The other day, from a retailer’s sale selection, I could buy 4x Chablis Vaillons spanning the 2007-2010 vintages – so why not! Here are the first two (not an auspicious start!)…
2007 Domaine Servin, Chablis 1er Vaillons
The cork smelled fine, but what happened to the colour? – deep, almost amber. The nose hasn’t a hint of traditional ‘oxidation’ but it’s clearly there in another form; the colour and aroma are of cider, indeed not just the smell of apples, but bruised apples – there’s a little lanolin too, which you normally have to wait 15+ years for, not 5! Flavour-wise, again no sherry-style oxidation, but the bruised apple theme is a consistent one. The acidity is good and this is concentrated and silky – but clearly should have been drunk before its third birthday – probably!
Rebuy – No
What a difference a year makes – or was it the producer, or the DIAM seal, or none of the above…(?)
Interestingly, because of the cheesy reduction, I give this a bit of a Fourrier shake to see if it might help. I’d no impression of CO2 like I often get in reds, but there was much more hidden in here – interesting how we don’t perceive that – or maybe we’ve just become accustomed to it!

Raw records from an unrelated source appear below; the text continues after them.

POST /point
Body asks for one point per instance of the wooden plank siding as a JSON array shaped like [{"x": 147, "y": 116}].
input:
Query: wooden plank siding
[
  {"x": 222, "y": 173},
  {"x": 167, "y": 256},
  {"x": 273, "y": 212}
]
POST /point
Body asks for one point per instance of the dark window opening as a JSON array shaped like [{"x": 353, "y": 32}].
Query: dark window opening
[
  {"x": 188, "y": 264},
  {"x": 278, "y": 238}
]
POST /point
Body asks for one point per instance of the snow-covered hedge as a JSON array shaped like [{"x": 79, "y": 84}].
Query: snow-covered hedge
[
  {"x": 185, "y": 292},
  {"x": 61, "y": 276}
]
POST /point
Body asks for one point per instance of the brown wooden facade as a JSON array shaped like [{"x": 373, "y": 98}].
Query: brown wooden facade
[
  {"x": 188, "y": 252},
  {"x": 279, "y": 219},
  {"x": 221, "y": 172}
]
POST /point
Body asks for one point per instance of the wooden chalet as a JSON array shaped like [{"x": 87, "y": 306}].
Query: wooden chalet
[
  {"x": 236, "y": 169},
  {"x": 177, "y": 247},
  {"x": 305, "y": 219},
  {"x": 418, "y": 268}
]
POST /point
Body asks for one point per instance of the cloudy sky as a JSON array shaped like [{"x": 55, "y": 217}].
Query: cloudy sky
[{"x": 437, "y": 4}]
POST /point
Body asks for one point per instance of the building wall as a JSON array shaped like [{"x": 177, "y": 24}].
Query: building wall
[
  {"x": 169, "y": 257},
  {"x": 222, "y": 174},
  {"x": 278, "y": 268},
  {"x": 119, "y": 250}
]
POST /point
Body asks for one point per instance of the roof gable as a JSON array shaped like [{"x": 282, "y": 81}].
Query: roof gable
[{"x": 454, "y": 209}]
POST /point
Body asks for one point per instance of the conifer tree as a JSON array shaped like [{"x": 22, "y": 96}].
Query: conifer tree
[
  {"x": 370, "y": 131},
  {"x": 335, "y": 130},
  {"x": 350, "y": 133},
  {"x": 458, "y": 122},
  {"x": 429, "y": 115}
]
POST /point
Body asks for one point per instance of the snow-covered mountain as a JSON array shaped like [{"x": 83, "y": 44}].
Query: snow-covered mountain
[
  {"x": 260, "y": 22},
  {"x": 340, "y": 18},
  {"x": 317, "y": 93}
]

2008 William Fevre, Chablis 1er Vaillons
Medium lemon yellow colour. The nose really needs a bit of time to clean up as there’s a bit of reduction and something a bit cheesy – sulfites probably – but even from the start, a vigorous swirl released pretty, citrus fruit aroma. Half an hour later, the nose is much better, though the fruit is still a little cloying. In the mouth this is lithe, just a little silky and finely transparent – don’t let it warm though as it can get blousy. Overall, nicely incisive, but the weird aroma was also a component of the flavour. Clearly in better shape than the 2007, but not particularly more drinkable. Day 2, and this is a more interesting proposition – intensity, zing and hardly any element of that odd flavour or aroma – indeed, quite nice.